Although public beauty companies continued to report quarterly and annual sales growth over the past two weeks, the macroeconomic pressures of inflation and Covid-19 ramifications mean that any growth is unanticipated.
For example, on Wednesday, E.l.f. Beauty delivered a better-than-expected fiscal fourth-quarter and year-end sales for 2022. In the fourth quarter, the company’s net sales increased 13% to $105.1 million, primarily driven by the strength of its national and international retailers. For the entire fiscal year, net sales increased by 23%. The company had expected a tough quarter compared to the significant sales growth during the same period in 2021, Tarang Amin, CEO of E.l.f Beauty, said in an interview with Glossy.
The current forecast for sales growth in 2023 is 10-12%, with growth expected across the company’s three brands, E.l.f. Cosmetics, Keys Soulcare and W3LL People.
Since the 2021 fiscal year, W3LL People expanded to Ulta Beauty, and Keys Soulcare saw its illuminating serum go viral online after its launch in February. (It subsequently sold out on the brand’s DTC e-commerce website.) E.l.f. Cosmetics has also continued its strong collaboration strategy to engage with consumers. For example, it came out with a collection with Dunkin’ Donuts at the end of March.
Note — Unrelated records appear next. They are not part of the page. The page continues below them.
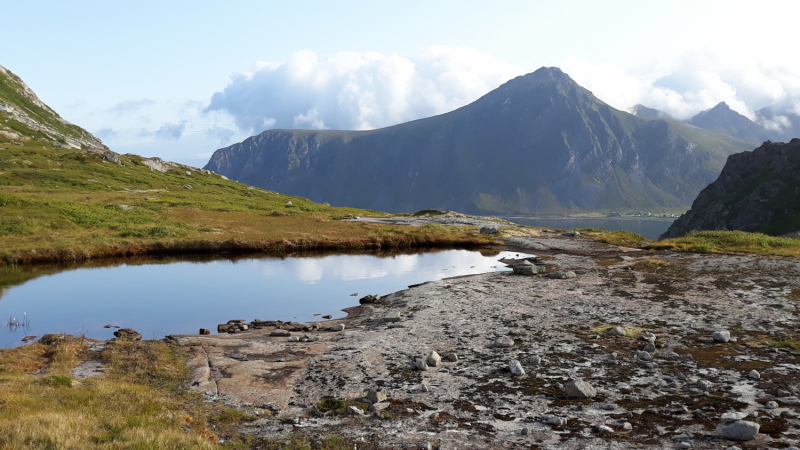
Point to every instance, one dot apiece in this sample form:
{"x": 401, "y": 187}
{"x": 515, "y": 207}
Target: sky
{"x": 180, "y": 79}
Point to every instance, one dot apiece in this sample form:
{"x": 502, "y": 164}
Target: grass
{"x": 730, "y": 242}
{"x": 61, "y": 204}
{"x": 141, "y": 402}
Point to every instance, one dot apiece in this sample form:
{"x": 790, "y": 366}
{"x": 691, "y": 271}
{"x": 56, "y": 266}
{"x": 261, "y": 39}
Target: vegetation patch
{"x": 723, "y": 241}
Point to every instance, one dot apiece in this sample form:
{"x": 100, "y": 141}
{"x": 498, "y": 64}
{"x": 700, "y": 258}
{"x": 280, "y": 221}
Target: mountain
{"x": 538, "y": 144}
{"x": 722, "y": 119}
{"x": 756, "y": 191}
{"x": 25, "y": 117}
{"x": 643, "y": 111}
{"x": 782, "y": 123}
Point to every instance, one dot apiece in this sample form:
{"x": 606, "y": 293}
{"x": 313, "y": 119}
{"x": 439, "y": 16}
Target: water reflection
{"x": 169, "y": 295}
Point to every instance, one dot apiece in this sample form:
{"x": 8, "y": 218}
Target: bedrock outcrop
{"x": 580, "y": 386}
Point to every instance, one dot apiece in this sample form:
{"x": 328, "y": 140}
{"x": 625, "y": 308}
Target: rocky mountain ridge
{"x": 25, "y": 116}
{"x": 756, "y": 191}
{"x": 538, "y": 144}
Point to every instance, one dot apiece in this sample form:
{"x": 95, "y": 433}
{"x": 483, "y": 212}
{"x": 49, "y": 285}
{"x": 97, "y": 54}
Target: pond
{"x": 649, "y": 228}
{"x": 161, "y": 297}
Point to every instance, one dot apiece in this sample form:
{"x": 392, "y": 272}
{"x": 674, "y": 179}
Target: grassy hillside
{"x": 59, "y": 204}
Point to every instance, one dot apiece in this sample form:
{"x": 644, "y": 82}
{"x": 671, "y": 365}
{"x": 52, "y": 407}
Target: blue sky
{"x": 143, "y": 75}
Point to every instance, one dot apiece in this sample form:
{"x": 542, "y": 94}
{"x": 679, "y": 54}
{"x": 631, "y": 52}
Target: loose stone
{"x": 516, "y": 368}
{"x": 741, "y": 430}
{"x": 579, "y": 389}
{"x": 721, "y": 336}
{"x": 433, "y": 359}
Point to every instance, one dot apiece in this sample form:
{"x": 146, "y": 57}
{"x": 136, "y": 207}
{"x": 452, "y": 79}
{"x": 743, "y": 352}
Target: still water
{"x": 650, "y": 229}
{"x": 180, "y": 297}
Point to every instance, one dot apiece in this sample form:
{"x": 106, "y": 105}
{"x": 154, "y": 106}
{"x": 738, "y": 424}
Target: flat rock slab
{"x": 690, "y": 385}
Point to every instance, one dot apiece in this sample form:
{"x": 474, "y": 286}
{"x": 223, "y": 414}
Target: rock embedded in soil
{"x": 721, "y": 336}
{"x": 740, "y": 430}
{"x": 579, "y": 389}
{"x": 616, "y": 331}
{"x": 516, "y": 368}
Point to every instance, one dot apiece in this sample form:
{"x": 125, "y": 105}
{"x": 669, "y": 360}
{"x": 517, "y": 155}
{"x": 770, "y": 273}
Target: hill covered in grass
{"x": 64, "y": 195}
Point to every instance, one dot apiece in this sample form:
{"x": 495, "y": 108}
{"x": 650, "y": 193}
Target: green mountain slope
{"x": 23, "y": 117}
{"x": 538, "y": 144}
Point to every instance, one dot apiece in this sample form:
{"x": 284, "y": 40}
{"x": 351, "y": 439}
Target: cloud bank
{"x": 358, "y": 90}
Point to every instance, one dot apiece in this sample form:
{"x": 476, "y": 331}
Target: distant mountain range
{"x": 756, "y": 191}
{"x": 777, "y": 123}
{"x": 538, "y": 144}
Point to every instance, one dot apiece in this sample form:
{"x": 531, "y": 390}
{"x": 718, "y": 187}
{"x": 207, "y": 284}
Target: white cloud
{"x": 358, "y": 90}
{"x": 692, "y": 83}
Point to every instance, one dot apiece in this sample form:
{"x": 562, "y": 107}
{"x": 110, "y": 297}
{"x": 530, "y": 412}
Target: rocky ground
{"x": 625, "y": 355}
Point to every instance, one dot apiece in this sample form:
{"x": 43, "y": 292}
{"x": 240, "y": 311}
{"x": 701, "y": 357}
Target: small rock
{"x": 560, "y": 275}
{"x": 420, "y": 365}
{"x": 604, "y": 429}
{"x": 451, "y": 356}
{"x": 489, "y": 230}
{"x": 504, "y": 342}
{"x": 556, "y": 421}
{"x": 377, "y": 407}
{"x": 740, "y": 430}
{"x": 516, "y": 368}
{"x": 376, "y": 395}
{"x": 355, "y": 411}
{"x": 616, "y": 331}
{"x": 533, "y": 360}
{"x": 579, "y": 389}
{"x": 733, "y": 416}
{"x": 433, "y": 359}
{"x": 721, "y": 336}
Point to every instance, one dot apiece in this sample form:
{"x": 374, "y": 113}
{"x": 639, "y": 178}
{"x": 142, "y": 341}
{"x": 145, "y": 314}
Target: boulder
{"x": 128, "y": 334}
{"x": 433, "y": 359}
{"x": 579, "y": 389}
{"x": 369, "y": 299}
{"x": 721, "y": 336}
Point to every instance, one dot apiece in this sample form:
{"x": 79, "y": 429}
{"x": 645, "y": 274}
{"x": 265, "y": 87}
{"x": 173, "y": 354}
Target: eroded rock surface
{"x": 688, "y": 385}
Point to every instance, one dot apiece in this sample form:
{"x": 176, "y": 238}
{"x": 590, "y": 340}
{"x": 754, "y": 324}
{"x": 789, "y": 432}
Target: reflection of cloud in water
{"x": 351, "y": 267}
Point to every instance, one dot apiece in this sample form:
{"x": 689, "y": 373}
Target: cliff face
{"x": 23, "y": 115}
{"x": 538, "y": 144}
{"x": 756, "y": 191}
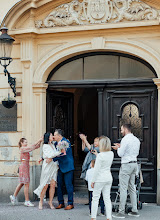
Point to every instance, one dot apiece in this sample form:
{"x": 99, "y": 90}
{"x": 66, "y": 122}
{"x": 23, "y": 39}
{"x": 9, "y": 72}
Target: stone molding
{"x": 66, "y": 51}
{"x": 39, "y": 87}
{"x": 97, "y": 12}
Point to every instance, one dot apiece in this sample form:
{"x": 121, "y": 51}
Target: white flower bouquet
{"x": 63, "y": 146}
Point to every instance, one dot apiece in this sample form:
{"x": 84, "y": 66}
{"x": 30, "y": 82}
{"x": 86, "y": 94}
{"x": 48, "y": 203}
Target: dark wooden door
{"x": 135, "y": 104}
{"x": 60, "y": 112}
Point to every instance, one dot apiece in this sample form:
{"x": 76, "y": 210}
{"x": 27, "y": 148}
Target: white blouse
{"x": 102, "y": 167}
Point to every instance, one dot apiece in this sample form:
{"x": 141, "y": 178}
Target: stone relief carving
{"x": 98, "y": 11}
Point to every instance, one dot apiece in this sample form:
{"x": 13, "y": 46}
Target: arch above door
{"x": 62, "y": 53}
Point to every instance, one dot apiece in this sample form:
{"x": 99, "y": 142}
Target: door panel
{"x": 60, "y": 112}
{"x": 138, "y": 106}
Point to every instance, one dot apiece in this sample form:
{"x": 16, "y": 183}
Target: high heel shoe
{"x": 40, "y": 206}
{"x": 51, "y": 206}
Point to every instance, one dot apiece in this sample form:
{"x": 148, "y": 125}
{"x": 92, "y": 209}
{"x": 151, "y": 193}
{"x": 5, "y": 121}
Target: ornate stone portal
{"x": 98, "y": 11}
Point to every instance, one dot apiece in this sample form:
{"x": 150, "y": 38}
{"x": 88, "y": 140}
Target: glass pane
{"x": 70, "y": 71}
{"x": 130, "y": 68}
{"x": 130, "y": 115}
{"x": 101, "y": 67}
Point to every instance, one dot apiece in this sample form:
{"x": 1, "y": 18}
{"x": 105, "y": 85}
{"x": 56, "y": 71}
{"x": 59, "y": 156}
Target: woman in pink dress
{"x": 24, "y": 174}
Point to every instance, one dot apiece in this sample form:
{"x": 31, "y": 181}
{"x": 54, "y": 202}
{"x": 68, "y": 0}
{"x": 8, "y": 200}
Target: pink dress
{"x": 24, "y": 174}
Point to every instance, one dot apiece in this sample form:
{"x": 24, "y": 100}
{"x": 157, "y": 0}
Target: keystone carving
{"x": 98, "y": 11}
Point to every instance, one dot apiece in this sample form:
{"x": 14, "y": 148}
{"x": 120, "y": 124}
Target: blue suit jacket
{"x": 66, "y": 163}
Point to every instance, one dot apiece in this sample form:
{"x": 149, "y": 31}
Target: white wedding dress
{"x": 49, "y": 170}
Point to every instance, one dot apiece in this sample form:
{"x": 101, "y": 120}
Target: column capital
{"x": 39, "y": 87}
{"x": 157, "y": 82}
{"x": 26, "y": 63}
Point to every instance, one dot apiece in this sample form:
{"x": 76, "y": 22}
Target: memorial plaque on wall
{"x": 8, "y": 118}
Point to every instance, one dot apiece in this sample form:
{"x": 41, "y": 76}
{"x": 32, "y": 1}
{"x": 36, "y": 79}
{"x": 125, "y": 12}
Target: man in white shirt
{"x": 88, "y": 178}
{"x": 128, "y": 150}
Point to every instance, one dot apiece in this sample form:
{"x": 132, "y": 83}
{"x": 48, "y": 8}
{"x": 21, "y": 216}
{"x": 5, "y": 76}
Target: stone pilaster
{"x": 157, "y": 82}
{"x": 39, "y": 97}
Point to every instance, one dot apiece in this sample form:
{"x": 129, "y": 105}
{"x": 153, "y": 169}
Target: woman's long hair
{"x": 21, "y": 141}
{"x": 105, "y": 144}
{"x": 46, "y": 137}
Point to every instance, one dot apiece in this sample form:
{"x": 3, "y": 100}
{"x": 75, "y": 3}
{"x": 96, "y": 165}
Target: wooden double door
{"x": 123, "y": 102}
{"x": 134, "y": 103}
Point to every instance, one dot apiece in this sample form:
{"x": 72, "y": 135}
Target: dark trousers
{"x": 101, "y": 202}
{"x": 68, "y": 180}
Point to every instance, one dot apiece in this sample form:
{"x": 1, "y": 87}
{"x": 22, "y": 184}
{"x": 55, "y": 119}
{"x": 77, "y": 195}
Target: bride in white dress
{"x": 49, "y": 171}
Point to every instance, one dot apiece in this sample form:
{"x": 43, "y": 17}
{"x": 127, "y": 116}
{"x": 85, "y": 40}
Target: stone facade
{"x": 47, "y": 32}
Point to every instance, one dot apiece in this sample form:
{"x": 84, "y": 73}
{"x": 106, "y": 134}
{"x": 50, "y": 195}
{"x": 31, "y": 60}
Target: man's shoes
{"x": 28, "y": 204}
{"x": 101, "y": 214}
{"x": 68, "y": 207}
{"x": 134, "y": 214}
{"x": 119, "y": 215}
{"x": 60, "y": 206}
{"x": 13, "y": 200}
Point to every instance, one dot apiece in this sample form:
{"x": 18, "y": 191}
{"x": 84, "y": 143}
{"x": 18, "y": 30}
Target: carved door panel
{"x": 60, "y": 112}
{"x": 138, "y": 106}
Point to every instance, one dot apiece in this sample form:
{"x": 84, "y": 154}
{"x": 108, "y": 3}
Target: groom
{"x": 66, "y": 169}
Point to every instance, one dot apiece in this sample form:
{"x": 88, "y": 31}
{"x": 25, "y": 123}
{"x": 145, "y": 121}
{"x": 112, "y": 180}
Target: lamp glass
{"x": 5, "y": 48}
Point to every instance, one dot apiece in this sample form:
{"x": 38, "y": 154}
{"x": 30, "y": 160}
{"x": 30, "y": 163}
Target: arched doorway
{"x": 109, "y": 88}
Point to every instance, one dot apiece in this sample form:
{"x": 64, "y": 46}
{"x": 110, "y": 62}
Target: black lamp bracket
{"x": 11, "y": 80}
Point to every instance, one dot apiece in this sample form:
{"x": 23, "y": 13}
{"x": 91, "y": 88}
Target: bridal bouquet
{"x": 62, "y": 145}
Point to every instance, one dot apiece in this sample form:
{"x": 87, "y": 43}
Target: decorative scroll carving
{"x": 98, "y": 11}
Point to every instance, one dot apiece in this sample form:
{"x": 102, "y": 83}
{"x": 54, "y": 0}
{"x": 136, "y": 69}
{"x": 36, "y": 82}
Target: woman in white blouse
{"x": 102, "y": 178}
{"x": 49, "y": 171}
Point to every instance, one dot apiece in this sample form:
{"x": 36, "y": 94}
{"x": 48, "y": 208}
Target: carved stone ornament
{"x": 98, "y": 11}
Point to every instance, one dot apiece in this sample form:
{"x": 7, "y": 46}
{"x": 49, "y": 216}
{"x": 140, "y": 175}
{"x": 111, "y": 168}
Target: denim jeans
{"x": 127, "y": 182}
{"x": 105, "y": 189}
{"x": 68, "y": 179}
{"x": 101, "y": 202}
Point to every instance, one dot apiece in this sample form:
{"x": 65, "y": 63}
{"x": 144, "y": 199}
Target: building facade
{"x": 83, "y": 66}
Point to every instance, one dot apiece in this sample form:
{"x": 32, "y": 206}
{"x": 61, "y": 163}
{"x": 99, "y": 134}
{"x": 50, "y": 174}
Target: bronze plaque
{"x": 8, "y": 118}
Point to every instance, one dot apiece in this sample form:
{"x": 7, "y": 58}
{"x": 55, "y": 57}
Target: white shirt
{"x": 102, "y": 167}
{"x": 129, "y": 148}
{"x": 89, "y": 176}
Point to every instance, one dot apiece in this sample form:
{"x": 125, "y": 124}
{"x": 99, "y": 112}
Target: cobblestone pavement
{"x": 80, "y": 212}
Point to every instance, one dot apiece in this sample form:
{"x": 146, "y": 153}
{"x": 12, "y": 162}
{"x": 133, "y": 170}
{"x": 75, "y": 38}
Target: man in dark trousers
{"x": 66, "y": 169}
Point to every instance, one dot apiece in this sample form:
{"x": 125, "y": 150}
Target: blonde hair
{"x": 21, "y": 141}
{"x": 104, "y": 144}
{"x": 93, "y": 162}
{"x": 101, "y": 137}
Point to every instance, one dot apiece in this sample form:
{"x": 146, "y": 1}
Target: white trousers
{"x": 105, "y": 188}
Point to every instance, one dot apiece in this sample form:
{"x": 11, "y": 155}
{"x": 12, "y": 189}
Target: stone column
{"x": 157, "y": 82}
{"x": 39, "y": 101}
{"x": 39, "y": 126}
{"x": 27, "y": 60}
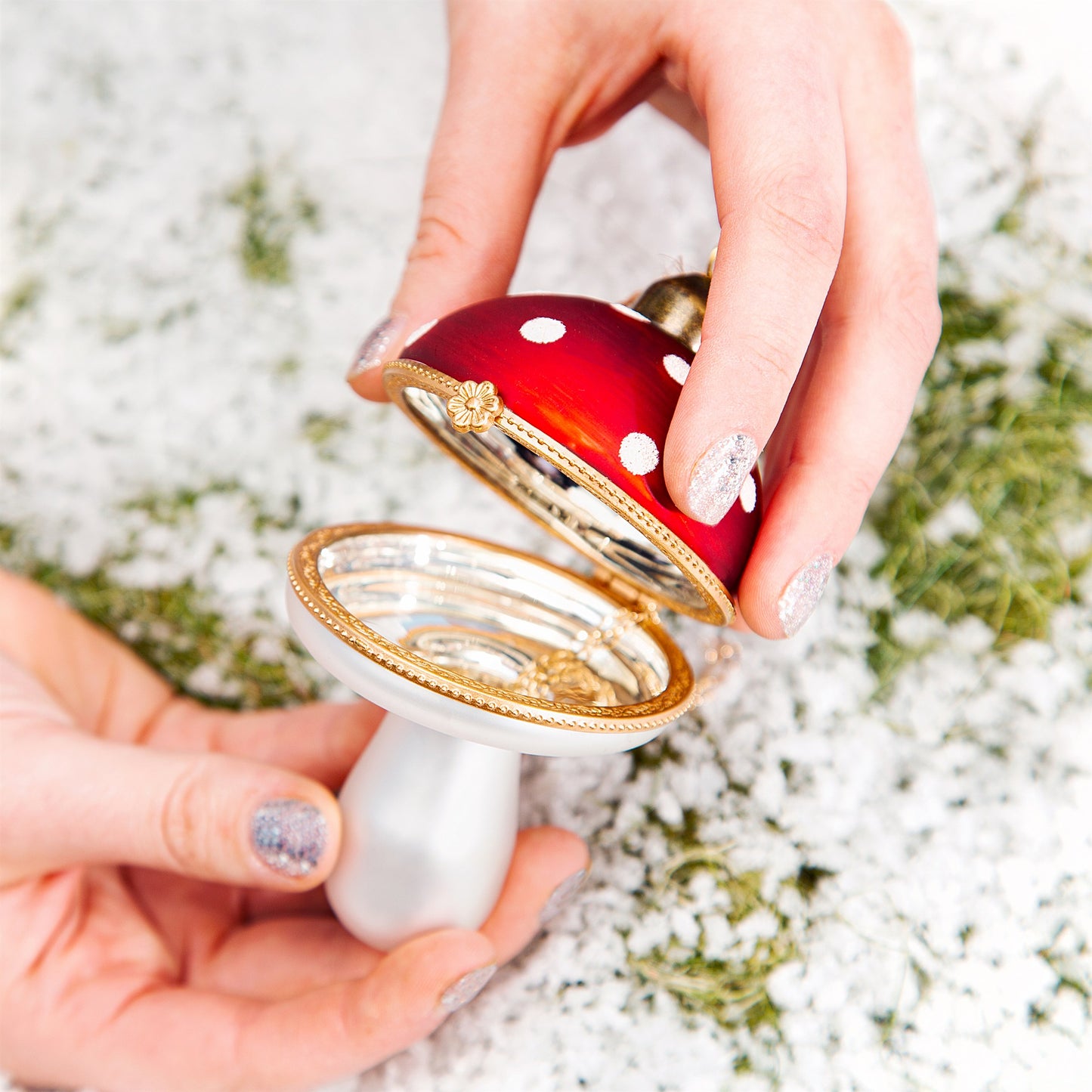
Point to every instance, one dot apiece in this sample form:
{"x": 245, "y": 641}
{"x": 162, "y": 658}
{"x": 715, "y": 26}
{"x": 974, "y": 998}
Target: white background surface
{"x": 956, "y": 814}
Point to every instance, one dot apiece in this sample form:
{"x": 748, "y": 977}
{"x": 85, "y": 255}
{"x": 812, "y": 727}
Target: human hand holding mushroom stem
{"x": 822, "y": 311}
{"x": 159, "y": 920}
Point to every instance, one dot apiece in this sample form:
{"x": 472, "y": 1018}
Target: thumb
{"x": 70, "y": 799}
{"x": 490, "y": 155}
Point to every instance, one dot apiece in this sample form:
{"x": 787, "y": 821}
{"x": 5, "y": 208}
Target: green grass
{"x": 21, "y": 299}
{"x": 177, "y": 630}
{"x": 732, "y": 991}
{"x": 1016, "y": 460}
{"x": 268, "y": 227}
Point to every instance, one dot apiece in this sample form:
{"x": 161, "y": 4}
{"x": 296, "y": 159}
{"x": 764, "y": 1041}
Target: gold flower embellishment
{"x": 474, "y": 407}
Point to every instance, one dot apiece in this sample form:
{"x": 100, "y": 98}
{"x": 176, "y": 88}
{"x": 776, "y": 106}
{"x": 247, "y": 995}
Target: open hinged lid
{"x": 561, "y": 404}
{"x": 480, "y": 641}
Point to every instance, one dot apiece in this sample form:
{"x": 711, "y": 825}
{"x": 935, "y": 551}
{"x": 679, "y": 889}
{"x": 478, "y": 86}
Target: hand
{"x": 135, "y": 950}
{"x": 822, "y": 314}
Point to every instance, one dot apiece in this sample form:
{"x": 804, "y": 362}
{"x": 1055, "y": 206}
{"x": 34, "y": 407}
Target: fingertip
{"x": 370, "y": 385}
{"x": 439, "y": 972}
{"x": 549, "y": 866}
{"x": 790, "y": 566}
{"x": 296, "y": 839}
{"x": 382, "y": 343}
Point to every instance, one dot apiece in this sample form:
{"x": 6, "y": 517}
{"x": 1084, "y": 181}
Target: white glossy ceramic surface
{"x": 429, "y": 827}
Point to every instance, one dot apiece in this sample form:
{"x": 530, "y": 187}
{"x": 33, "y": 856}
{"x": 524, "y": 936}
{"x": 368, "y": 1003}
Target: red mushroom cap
{"x": 601, "y": 380}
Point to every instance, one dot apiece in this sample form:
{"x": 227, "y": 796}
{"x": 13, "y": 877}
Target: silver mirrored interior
{"x": 495, "y": 617}
{"x": 566, "y": 507}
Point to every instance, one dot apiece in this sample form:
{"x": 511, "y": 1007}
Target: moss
{"x": 287, "y": 367}
{"x": 119, "y": 330}
{"x": 731, "y": 991}
{"x": 1016, "y": 460}
{"x": 176, "y": 630}
{"x": 322, "y": 431}
{"x": 809, "y": 879}
{"x": 172, "y": 508}
{"x": 21, "y": 299}
{"x": 268, "y": 227}
{"x": 175, "y": 507}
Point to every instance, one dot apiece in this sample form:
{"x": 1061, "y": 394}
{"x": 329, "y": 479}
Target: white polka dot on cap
{"x": 542, "y": 331}
{"x": 639, "y": 453}
{"x": 677, "y": 368}
{"x": 419, "y": 333}
{"x": 748, "y": 493}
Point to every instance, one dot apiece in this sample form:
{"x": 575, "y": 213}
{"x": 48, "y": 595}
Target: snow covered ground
{"x": 902, "y": 883}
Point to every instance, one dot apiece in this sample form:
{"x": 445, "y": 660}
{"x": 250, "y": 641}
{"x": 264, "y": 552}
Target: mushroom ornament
{"x": 481, "y": 653}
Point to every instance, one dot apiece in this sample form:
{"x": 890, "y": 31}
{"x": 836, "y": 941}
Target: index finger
{"x": 779, "y": 172}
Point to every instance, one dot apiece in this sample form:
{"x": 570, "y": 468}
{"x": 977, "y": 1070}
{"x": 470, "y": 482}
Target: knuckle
{"x": 858, "y": 481}
{"x": 913, "y": 309}
{"x": 771, "y": 354}
{"x": 891, "y": 35}
{"x": 187, "y": 824}
{"x": 438, "y": 232}
{"x": 802, "y": 208}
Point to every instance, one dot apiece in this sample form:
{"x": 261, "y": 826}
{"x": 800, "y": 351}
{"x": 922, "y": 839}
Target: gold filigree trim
{"x": 311, "y": 590}
{"x": 719, "y": 610}
{"x": 475, "y": 407}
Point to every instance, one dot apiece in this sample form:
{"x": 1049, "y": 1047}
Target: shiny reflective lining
{"x": 567, "y": 508}
{"x": 495, "y": 617}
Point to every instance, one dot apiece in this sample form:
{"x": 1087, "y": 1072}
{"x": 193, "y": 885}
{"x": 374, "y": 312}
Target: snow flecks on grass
{"x": 269, "y": 223}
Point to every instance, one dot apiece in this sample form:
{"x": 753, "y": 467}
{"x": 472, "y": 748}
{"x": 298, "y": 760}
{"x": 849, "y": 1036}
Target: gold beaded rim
{"x": 311, "y": 590}
{"x": 719, "y": 606}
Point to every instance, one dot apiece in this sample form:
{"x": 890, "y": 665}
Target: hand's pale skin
{"x": 822, "y": 314}
{"x": 138, "y": 949}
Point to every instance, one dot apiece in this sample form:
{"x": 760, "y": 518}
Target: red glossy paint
{"x": 603, "y": 379}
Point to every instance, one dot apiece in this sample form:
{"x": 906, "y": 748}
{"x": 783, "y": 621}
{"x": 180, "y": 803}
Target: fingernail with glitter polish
{"x": 803, "y": 592}
{"x": 719, "y": 475}
{"x": 289, "y": 836}
{"x": 463, "y": 991}
{"x": 376, "y": 348}
{"x": 561, "y": 895}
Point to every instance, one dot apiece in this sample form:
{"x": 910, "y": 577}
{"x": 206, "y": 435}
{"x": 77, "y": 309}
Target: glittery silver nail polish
{"x": 466, "y": 988}
{"x": 561, "y": 895}
{"x": 719, "y": 475}
{"x": 289, "y": 836}
{"x": 803, "y": 593}
{"x": 375, "y": 348}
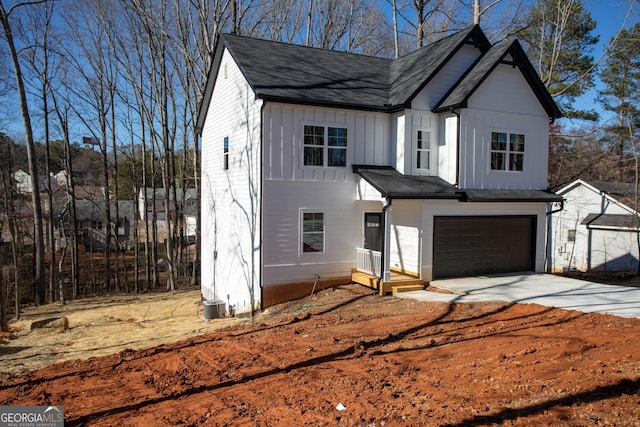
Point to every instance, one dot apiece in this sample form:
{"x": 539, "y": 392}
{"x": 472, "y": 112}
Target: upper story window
{"x": 225, "y": 159}
{"x": 324, "y": 146}
{"x": 423, "y": 150}
{"x": 507, "y": 151}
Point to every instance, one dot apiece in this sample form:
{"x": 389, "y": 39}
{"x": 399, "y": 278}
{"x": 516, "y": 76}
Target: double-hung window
{"x": 324, "y": 146}
{"x": 225, "y": 158}
{"x": 423, "y": 150}
{"x": 507, "y": 151}
{"x": 312, "y": 237}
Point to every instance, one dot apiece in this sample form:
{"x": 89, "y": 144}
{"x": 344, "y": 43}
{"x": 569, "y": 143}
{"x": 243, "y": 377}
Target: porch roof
{"x": 391, "y": 183}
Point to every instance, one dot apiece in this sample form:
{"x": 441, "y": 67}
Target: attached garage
{"x": 475, "y": 245}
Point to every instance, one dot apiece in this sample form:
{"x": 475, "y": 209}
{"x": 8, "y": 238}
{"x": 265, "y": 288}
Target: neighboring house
{"x": 322, "y": 167}
{"x": 597, "y": 230}
{"x": 23, "y": 181}
{"x": 157, "y": 197}
{"x": 80, "y": 178}
{"x": 90, "y": 220}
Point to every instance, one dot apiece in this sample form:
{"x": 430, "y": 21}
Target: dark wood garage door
{"x": 468, "y": 246}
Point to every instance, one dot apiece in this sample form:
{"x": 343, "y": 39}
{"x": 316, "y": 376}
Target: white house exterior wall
{"x": 433, "y": 208}
{"x": 610, "y": 249}
{"x": 368, "y": 141}
{"x": 231, "y": 198}
{"x": 447, "y": 149}
{"x": 504, "y": 103}
{"x": 284, "y": 261}
{"x": 406, "y": 238}
{"x": 446, "y": 78}
{"x": 291, "y": 188}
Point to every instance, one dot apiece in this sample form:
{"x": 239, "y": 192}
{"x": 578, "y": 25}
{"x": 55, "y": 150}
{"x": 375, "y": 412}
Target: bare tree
{"x": 39, "y": 268}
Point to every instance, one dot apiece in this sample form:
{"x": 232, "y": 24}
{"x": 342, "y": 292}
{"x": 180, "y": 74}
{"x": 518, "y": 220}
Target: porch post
{"x": 386, "y": 261}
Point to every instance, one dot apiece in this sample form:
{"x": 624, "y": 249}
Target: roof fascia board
{"x": 294, "y": 101}
{"x": 521, "y": 61}
{"x": 211, "y": 80}
{"x": 527, "y": 71}
{"x": 472, "y": 39}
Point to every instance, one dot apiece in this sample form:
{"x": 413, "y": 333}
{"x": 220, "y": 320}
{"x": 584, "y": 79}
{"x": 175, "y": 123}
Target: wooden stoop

Products like its Power Grip makeup primer and Glossy lips stains were also called out in the earnings call as innovations that drove sales.
“You can always count on E.l.f. to do the unexpected, whether it be our most recent collaboration, with Dunkin’ [Donuts], or [our activations] on TikTok and in gaming. [We’re] entertaining our community and keeping them engaged in this category,” said Amin.
E.l.f Beauty’s stock performance on the day following its earnings increased by over 11%, outperforming its pure player peers like The Beauty Health Company and Coty Inc. Both companies reported net sales growth in their mid-May earnings, but saw their stock drop nonetheless.
Retailers have also reported their fair share of beauty sales growth, despite their own overall sales growth issues. During the week of May 16, Kohl’s and Target reported their quarterly earnings. According to Kohl’s first-quarter 2022 earnings from May 19, its Sephora shop-in-shop program appears to be a runaway success. The initial 200 Sephora x Kohl’s stores experienced low single-digit comparable store sales growth year-over-year. Top-selling brands include Sephora Collection, Nars, Fenty Beauty, Charlotte Tilbury, Olaplex and Too Faced. This partnership has been a silver lining in an otherwise challenging and turbulent market, as Kohl’s overall year-over-year sales declined 5%.
“We’re also deliberately placing areas of discovery throughout the store to bring excitement to our customers, and we’ll continue to be agile and involved as we learn. Importantly, these [newly] transformed stores are working,” said Michael Gass, CEO of Kohl’s, on the earnings call.
The partnership will extend to another 400 Sephora at Kohl’s locations by early August. As a result, Kohl’s has been able to attract new, younger, more diverse customers, in addition to existing Sephora customers; Sephora customers are shopping nearly twice as often as Kohl’s average customer.
“As we hit critical mass later this summer, the 600 doors will have a material impact, enabling us to deliver a positive comp in the back half of the year,” said Gass.
Target reported its first-quarter 2022 earnings on May 18, noting that Ulta Beauty shop-in-shops have exceeded the retailer’s initial expectations, driving higher productivity and sales in beauty and adjacent categories. Since the first quarter of 2019, Target’s beauty sales have increased by more than 45%. However, the “vast majority” of that growth occurred before the rollout with Ulta Beauty, said Christina Hennington, evp and chief growth officer for Target, on the earnings call.
Ulta Beauty, meanwhile, reported on Thursday that in its first quarter of fiscal year 2022, its net sales increased 21% to $2.3 billion, compared to $1.9 billion at the same time last year, due to fewer Covid-19 restrictions that impacted sales. Comparable sales, which are sales for stores open at least 14 months and e-commerce sales, increased 18% year-over-year, driven by a 10% increase in transactions and a 7.3% increase in basket size.